If India is well on the road to effectively deriving nuclear and non-nuclear benefits from this co-operation, the damages consequent to a future nuclear test could be several-fold more intensive as compared to what we may have suffered without this deal in place. So the question we need to face is whether we should try and avoid such severe damages in the first instance by not undertaking a test or, if we indeed must test at a later date, whether we can withstand these and other severe repercussions and bounce back from them within a reasonable time. This has to be the core evaluation and judgement of any future Indian government while it weighs the pros and cons of nuclear testing.

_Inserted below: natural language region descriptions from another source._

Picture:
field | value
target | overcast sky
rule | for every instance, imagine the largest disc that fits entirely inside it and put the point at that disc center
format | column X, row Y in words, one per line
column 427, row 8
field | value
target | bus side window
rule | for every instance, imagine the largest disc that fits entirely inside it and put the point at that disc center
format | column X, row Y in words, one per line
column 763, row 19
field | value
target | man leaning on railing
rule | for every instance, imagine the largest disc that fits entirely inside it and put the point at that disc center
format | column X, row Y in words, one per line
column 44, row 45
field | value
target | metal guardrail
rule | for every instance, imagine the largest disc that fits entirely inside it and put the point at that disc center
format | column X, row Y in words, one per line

The government cannot escape the fact that it has so far failed to impress upon the US administration and, through them, US Congress, about the Indian sensitivities on various issues pertaining to this deal. The increasing departures between what the government had been repeatedly promising us in Parliament and the contents of the US legislation currently being finalised in Washington show that US Congress is vehemently safeguarding US interests in line with their own unique perceptions, which differ in many ways from that of the US President and his administration.
That being the case, as a dignified and sovereign nation, India must also then decide not to proceed with this deal any further. The moment for that decision will come when Congress passes the reconciled final legislation on the waiver of US laws, and if it still retains in it stipulations and clauses contrary to the stated Indian position. Until then, we must rally behind the PM, but certainly not thereafter if he is unwilling to pull India out of this deal.

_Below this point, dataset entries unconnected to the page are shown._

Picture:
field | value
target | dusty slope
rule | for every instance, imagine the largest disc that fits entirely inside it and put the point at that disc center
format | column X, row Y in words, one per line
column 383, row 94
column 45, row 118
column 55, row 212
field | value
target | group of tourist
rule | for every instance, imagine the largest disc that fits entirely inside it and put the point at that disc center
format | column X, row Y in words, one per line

India has heard enough from US Congressmen Lantos, Hyde, Lugar, Biden, Boxer and others. Now, it is for US Congress to seriously ponder over what Prime Minister Manmohan Singh has stated in the Rajya Sabha on August 17 and decide whether it wants this deal to be concluded within the limits he has clearly laid out.
The choice is theirs, because a clear majority of the Indian Parliament, its scientific and strategic community, and the general public stands firmly with the prime minister, and they are unwilling to budge any further.